Wszystkiemu winne jest tempo uchwalania zmian w przepisach prawa pracy, które doprecyzowały zasady zatrudniania pracowników w przemyśle filmowym. Był to jeden z warunków porozumienia zawartego przez rząd z Warner Bros. gwarantująca pozostawienie produkcji
"Hobbita" w Nowej Zelandii. Ustawa nie przeszła bowiem normalnej drogi legislacyjnej, ale została przyjęta w ekspresowym tempie. To hańba – krzyczą opozycyjni prawnicy. Twierdzą oni, że rząd Nowej Zelandii ugiął się pod dyktatem międzynarodowego koncernu czyniąc tym samym niezwykle szkodliwy precedens, który zemści się w przyszłości.

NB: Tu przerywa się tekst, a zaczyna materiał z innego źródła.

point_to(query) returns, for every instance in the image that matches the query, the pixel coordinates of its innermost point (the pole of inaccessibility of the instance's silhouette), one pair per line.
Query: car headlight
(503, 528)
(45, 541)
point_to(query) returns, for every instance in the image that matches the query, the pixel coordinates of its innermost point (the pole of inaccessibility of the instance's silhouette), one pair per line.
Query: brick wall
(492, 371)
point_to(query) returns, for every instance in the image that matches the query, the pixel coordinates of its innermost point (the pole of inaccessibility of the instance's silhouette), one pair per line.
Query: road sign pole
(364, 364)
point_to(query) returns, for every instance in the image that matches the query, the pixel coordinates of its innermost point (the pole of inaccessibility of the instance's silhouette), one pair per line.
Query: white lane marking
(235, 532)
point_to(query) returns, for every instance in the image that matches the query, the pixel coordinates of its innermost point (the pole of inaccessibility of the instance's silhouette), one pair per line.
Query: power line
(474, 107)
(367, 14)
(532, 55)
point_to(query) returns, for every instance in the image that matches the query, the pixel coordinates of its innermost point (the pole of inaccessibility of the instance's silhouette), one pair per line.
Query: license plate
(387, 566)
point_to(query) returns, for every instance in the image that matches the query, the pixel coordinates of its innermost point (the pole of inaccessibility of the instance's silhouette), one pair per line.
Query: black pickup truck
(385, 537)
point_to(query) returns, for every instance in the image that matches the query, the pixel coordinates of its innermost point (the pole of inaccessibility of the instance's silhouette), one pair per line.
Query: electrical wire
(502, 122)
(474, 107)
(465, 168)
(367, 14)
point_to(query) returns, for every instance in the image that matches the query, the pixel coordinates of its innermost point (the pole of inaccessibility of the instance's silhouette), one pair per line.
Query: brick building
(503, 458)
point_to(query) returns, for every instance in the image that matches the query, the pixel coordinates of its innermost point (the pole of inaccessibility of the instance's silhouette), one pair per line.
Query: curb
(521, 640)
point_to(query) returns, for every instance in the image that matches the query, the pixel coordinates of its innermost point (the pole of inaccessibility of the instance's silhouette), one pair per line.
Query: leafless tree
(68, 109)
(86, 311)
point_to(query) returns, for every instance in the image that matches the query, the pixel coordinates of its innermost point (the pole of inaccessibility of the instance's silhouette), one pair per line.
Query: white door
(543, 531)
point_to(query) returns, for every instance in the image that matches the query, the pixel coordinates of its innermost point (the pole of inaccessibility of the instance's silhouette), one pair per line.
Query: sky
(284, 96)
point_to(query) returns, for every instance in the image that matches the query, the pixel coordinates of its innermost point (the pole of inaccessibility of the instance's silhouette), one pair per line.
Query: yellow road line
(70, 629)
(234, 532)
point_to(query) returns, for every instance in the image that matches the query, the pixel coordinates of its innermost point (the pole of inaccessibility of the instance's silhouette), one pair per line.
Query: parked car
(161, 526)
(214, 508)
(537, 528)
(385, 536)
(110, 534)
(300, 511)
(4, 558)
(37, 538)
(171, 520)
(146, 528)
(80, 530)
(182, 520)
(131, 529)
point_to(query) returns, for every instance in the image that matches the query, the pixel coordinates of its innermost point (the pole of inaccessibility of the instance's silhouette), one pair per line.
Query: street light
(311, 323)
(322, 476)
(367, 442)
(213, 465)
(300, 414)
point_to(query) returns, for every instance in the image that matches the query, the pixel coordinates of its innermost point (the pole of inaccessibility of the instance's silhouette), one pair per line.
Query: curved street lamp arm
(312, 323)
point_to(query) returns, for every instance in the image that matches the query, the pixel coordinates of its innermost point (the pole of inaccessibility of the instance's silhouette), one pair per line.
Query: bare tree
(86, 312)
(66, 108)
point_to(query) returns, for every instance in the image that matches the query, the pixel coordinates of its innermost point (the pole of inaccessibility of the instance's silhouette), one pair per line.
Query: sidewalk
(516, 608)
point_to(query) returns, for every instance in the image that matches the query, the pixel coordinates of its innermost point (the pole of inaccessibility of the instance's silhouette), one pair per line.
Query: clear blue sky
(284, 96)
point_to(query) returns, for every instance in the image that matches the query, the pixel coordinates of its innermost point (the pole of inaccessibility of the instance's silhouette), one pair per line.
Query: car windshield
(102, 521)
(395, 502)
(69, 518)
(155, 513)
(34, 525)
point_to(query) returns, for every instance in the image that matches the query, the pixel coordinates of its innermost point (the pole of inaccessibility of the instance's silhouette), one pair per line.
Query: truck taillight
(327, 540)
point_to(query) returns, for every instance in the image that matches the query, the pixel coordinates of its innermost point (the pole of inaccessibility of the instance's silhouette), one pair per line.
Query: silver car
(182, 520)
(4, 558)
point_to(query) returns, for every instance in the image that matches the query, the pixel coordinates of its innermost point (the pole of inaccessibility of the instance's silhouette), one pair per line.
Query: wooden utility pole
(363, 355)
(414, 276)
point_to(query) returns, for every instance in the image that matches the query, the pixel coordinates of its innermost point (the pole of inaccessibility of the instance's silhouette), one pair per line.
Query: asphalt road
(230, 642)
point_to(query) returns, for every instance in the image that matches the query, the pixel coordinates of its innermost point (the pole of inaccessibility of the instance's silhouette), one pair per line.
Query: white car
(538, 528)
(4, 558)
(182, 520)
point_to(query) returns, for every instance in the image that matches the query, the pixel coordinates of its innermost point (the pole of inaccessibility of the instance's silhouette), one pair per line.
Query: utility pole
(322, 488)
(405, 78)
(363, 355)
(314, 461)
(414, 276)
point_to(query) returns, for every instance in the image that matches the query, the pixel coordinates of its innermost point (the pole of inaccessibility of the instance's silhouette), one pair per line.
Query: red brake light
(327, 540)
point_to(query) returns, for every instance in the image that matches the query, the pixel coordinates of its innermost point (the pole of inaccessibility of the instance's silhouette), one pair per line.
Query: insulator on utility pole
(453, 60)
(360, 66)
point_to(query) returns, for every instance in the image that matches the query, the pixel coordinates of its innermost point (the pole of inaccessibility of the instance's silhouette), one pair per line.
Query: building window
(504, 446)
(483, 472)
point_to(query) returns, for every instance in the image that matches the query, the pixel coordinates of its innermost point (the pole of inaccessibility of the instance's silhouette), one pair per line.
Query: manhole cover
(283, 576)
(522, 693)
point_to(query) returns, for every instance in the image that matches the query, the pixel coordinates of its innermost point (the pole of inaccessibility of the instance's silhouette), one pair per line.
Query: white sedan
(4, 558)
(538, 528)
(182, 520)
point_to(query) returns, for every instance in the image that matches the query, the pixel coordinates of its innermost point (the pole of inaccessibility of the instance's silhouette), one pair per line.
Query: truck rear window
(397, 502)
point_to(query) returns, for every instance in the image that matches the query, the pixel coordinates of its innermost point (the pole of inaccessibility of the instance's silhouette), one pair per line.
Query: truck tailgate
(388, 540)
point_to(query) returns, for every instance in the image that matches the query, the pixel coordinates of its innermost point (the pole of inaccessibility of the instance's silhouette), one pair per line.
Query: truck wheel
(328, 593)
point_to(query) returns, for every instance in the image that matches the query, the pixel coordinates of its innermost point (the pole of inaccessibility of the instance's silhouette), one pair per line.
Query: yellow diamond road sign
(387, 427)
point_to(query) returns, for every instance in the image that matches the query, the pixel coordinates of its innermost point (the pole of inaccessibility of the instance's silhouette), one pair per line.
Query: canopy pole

Z drugiej strony wielu Nowozelandczyków ostro walczyło o utrzymanie
"Hobbita" na wyspach. Członkowie aktorskiego związku zawodowego, który doprowadził do chwilowego bojkotu produkcji, otrzymywali ponoć listy z pogróżkami.
Jak cała ta sytuacja wpłynie na jakość filmu, tego na razie nie wiadomo.